Considérant ce qui suit :
1. M. E, ressortissant tunisien né le 5 juin 1965, déclare être entré en France le 25 novembre 2004 et a obtenu plusieurs titres de séjour successifs dès le 21 mai 2008, puis une carte de résident valable du 29 août 2014 au 28 août 2024. Il demande au juge des référés, sur le fondement de l’article L. 521-1 du code de justice administrative, d’ordonner la suspension de l’exécution de la décision implicite par laquelle la commission de recours contre les décisions de refus de visa d’entrée en France a rejeté son recours contre la décision du 21 octobre 2024 de l’autorité consulaire française à Tunis refusant de lui délivrer un visa de long séjour dit « de retour ».
2. Aux termes de l’article L. 521-1 du code de justice administrative : « Quand une décision administrative, même de rejet, fait l’objet d’une requête en annulation ou en réformation, le juge des référés, saisi d’une demande en ce sens, peut ordonner la suspension de l’exécution de cette décision, ou de certains de ses effets, lorsque l’urgence le justifie et qu’il est fait état d’un moyen propre à créer, en l’état de l’instruction, un doute sérieux quant à la légalité de la décision () ».

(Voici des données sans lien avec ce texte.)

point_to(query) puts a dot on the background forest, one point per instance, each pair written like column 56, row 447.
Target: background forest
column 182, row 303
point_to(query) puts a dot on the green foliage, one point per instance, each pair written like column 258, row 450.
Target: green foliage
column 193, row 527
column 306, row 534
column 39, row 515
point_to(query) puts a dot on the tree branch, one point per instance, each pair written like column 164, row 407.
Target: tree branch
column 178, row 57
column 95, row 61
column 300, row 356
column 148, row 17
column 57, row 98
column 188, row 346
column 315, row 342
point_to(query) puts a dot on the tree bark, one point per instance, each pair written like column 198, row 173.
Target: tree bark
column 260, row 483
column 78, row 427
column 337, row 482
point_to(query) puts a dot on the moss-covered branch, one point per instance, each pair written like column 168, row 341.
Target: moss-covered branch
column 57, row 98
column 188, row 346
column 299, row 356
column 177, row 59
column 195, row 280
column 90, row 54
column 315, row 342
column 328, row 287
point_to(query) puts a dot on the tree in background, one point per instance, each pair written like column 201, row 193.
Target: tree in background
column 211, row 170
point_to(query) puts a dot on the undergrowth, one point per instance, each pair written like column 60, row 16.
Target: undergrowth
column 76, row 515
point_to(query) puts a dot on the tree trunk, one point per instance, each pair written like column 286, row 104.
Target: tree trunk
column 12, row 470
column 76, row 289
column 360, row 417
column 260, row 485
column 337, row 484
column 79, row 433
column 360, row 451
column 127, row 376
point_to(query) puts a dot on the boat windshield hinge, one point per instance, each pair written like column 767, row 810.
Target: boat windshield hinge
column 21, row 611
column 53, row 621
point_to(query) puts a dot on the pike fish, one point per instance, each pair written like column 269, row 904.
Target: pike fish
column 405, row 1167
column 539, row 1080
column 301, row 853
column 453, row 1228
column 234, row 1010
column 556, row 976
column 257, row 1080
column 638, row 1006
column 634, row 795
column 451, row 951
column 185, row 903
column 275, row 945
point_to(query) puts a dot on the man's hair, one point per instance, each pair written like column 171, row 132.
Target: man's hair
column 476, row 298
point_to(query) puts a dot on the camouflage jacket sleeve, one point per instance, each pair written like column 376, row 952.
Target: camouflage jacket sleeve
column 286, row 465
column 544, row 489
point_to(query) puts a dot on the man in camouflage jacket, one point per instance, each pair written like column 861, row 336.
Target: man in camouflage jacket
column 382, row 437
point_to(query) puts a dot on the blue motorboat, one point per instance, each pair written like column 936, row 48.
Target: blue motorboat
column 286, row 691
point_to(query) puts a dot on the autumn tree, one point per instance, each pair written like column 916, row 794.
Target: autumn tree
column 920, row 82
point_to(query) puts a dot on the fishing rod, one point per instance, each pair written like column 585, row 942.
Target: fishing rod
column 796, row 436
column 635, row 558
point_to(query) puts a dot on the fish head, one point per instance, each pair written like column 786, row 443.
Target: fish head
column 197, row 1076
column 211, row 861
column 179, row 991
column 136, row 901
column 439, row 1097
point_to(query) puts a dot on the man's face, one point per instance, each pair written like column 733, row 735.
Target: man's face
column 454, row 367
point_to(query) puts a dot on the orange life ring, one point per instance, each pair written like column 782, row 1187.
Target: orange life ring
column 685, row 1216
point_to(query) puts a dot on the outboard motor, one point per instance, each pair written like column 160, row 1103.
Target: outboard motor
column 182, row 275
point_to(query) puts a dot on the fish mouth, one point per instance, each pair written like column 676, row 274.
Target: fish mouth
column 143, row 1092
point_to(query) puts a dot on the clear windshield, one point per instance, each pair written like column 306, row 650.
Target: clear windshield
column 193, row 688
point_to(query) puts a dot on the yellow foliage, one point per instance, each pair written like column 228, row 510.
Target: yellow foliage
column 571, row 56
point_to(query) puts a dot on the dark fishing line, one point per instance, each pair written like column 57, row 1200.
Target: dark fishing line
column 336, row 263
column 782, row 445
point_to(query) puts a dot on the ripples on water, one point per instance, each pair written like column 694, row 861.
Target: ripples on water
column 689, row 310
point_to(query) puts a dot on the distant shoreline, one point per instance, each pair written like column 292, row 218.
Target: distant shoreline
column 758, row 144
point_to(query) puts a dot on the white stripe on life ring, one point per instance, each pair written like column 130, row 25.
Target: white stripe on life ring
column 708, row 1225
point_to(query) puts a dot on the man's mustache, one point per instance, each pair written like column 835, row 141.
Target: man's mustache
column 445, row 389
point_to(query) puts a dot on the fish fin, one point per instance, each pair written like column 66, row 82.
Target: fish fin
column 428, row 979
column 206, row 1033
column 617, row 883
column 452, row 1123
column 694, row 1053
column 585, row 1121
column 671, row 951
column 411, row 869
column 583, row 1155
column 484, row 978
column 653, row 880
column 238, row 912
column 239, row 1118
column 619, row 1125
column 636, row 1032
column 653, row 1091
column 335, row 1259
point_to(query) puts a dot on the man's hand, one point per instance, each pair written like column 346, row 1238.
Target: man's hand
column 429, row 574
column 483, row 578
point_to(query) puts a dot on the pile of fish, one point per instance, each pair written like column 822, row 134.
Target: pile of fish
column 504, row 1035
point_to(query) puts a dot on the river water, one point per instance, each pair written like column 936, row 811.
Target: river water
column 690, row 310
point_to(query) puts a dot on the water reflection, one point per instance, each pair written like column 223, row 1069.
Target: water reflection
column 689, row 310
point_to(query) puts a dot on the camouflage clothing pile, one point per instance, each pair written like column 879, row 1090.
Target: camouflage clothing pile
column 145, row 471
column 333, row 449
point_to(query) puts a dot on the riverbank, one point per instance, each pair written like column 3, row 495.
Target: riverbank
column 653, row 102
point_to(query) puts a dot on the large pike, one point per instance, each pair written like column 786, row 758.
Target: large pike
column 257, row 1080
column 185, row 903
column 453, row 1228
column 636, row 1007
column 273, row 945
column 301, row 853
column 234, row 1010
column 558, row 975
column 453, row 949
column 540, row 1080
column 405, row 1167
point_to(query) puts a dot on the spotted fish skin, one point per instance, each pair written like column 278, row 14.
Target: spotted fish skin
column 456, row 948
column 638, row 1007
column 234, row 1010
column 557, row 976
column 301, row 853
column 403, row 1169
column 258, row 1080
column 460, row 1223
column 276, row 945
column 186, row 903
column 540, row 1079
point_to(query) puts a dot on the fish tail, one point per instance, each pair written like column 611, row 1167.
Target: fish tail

3. L’urgence justifie que soit prononcée la suspension d’un acte administratif lorsque l’exécution de celui-ci porte atteinte, de manière suffisamment grave et immédiate, à un intérêt public, à la situation du requérant ou aux intérêts qu’il entend défendre. Il appartient au juge des référés, saisi de conclusions tendant à la suspension d’un acte administratif, d’apprécier concrètement, compte tenu des justifications fournies par le requérant, si les effets de l’acte litigieux sont de nature à caractériser une urgence justifiant que, sans attendre le jugement de la requête au fond, l’exécution de la décision soit suspendue. L’urgence doit être appréciée objectivement compte tenu de l’ensemble des circonstances de chaque espèce.

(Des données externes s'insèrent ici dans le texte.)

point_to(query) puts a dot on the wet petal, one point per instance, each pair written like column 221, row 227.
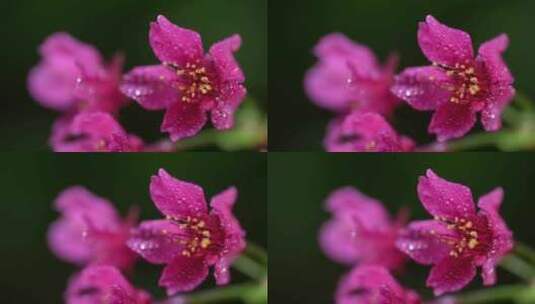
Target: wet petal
column 327, row 84
column 222, row 205
column 490, row 54
column 502, row 237
column 103, row 284
column 66, row 240
column 157, row 241
column 424, row 88
column 426, row 241
column 174, row 44
column 451, row 274
column 183, row 274
column 370, row 212
column 176, row 198
column 372, row 284
column 183, row 120
column 452, row 121
column 222, row 53
column 151, row 86
column 338, row 239
column 338, row 47
column 96, row 125
column 500, row 97
column 443, row 198
column 444, row 45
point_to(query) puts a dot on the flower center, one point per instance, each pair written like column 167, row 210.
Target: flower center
column 469, row 237
column 199, row 238
column 195, row 81
column 467, row 83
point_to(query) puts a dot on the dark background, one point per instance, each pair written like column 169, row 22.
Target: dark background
column 300, row 182
column 115, row 26
column 385, row 26
column 31, row 182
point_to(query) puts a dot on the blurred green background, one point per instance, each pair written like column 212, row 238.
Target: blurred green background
column 115, row 26
column 299, row 183
column 31, row 182
column 385, row 26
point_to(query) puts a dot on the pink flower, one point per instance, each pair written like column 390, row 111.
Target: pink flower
column 360, row 231
column 364, row 132
column 349, row 77
column 90, row 230
column 73, row 77
column 457, row 85
column 188, row 84
column 103, row 284
column 458, row 239
column 373, row 285
column 190, row 239
column 92, row 132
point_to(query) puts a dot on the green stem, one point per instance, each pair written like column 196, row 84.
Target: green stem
column 234, row 292
column 490, row 295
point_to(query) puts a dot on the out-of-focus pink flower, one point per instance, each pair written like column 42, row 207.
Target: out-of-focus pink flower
column 188, row 84
column 92, row 132
column 458, row 239
column 457, row 85
column 364, row 132
column 373, row 285
column 90, row 230
column 103, row 284
column 191, row 238
column 72, row 77
column 360, row 231
column 348, row 77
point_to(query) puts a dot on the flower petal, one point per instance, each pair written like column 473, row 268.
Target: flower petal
column 222, row 205
column 451, row 274
column 151, row 86
column 337, row 238
column 176, row 198
column 53, row 81
column 65, row 239
column 443, row 44
column 338, row 47
column 424, row 88
column 327, row 83
column 452, row 121
column 103, row 284
column 52, row 84
column 490, row 54
column 425, row 241
column 183, row 274
column 96, row 125
column 222, row 53
column 78, row 204
column 222, row 115
column 157, row 241
column 183, row 120
column 174, row 44
column 370, row 284
column 370, row 212
column 500, row 97
column 502, row 237
column 443, row 198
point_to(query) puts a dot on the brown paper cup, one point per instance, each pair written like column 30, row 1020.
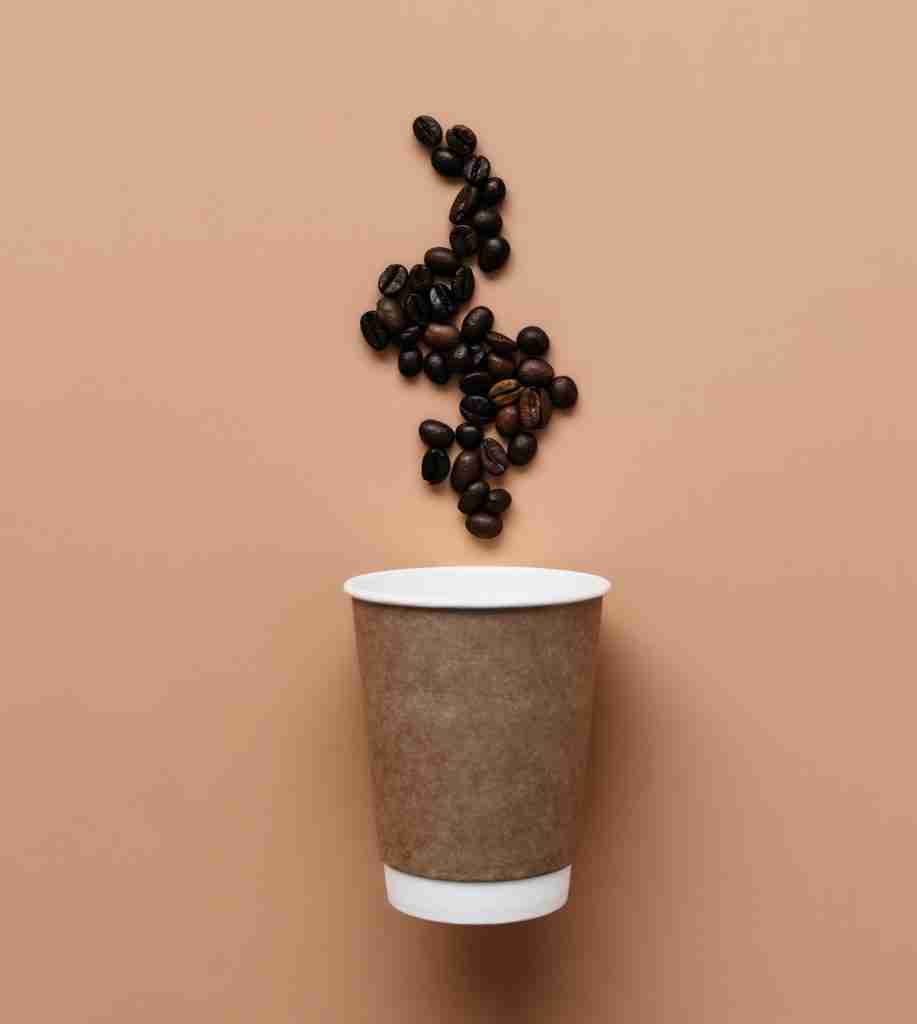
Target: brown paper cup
column 478, row 685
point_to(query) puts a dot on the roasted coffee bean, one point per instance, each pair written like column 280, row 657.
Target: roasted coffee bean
column 474, row 497
column 466, row 469
column 427, row 130
column 435, row 433
column 469, row 436
column 446, row 163
column 476, row 324
column 484, row 525
column 522, row 449
column 435, row 466
column 505, row 392
column 535, row 373
column 392, row 279
column 493, row 457
column 441, row 336
column 492, row 253
column 486, row 221
column 464, row 205
column 493, row 190
column 461, row 139
column 374, row 331
column 564, row 392
column 476, row 383
column 507, row 421
column 442, row 261
column 410, row 361
column 464, row 284
column 477, row 409
column 497, row 501
column 436, row 368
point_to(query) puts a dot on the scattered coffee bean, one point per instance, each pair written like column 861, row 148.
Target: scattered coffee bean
column 435, row 433
column 435, row 466
column 461, row 139
column 564, row 392
column 474, row 497
column 492, row 253
column 427, row 130
column 522, row 449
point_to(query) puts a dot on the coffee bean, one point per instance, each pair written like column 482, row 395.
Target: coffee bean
column 505, row 392
column 441, row 336
column 436, row 369
column 493, row 190
column 435, row 466
column 493, row 457
column 442, row 261
column 522, row 449
column 464, row 205
column 448, row 164
column 492, row 253
column 487, row 221
column 532, row 341
column 435, row 433
column 427, row 130
column 484, row 525
column 392, row 279
column 375, row 332
column 476, row 324
column 474, row 497
column 476, row 383
column 466, row 469
column 469, row 436
column 535, row 373
column 507, row 421
column 477, row 409
column 564, row 392
column 461, row 139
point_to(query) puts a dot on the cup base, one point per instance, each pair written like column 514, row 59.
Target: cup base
column 477, row 902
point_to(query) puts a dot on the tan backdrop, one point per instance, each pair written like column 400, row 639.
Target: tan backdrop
column 712, row 213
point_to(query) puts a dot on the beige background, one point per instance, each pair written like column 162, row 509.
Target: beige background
column 712, row 212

4. Pour établir la condition d’urgence particulière, M. E se prévaut de l’atteinte manifestement disproportionnée portée à sa vie privée et familiale alors que sa carte de résident est renouvelable de plein droit en tant qu’il est conjoint d’une ressortissante française. S’il est constant que M. E réside de manière régulière en France depuis 2008 où vivent son épouse et ses enfants, la carte de résident qui lui a été délivrée le 29 août 2014 est arrivée à expiration le 28 août 2024, de sorte qu’il ne disposait plus d’un droit au séjour au moment où il a effectué sa demande de visa dit « de retour » auprès des autorités consulaires de Tunis, le 18 septembre 2024. Par suite, la condition d’urgence au sens et pour l’application de l’article L. 521-1 du code de justice administrative ne peut être regardée comme remplie. Il appartient toutefois au requérant, s’il s’y croit fondé, de solliciter un visa sur un autre fondement.
5. Il résulte de ce qui précède, sans qu’il soit besoin de statuer sur l’existence d’un doute sérieux quant à la légalité de la décision attaquée, que les conclusions présentées par M. E sur le fondement de l’article L. 521-1 du code de justice administrative, ainsi que, par voie de conséquence, celles tendant au prononcé d’une injonction sous astreinte et celles relatives aux frais liés à l’instance, doivent être rejetées.
O R D O N N E :
Article 1er : La requête de M. E est rejetée, en toutes ses conclusions.
Article 2 : La présente ordonnance sera notifiée à M. D E et au ministre d’Etat, ministre de l’intérieur.
Fait à Nantes, le 13 février 2025.
Le juge des référés,
P. ROSIER
La greffière,
J. DIONISLa République mande et ordonne au ministre d’Etat, ministre de l’intérieur en ce qui le concerne ou à tous commissaires de justice à ce requis en ce qui concerne les voies de droit commun contre les parties privées, de pourvoir à l’exécution de la présente décision.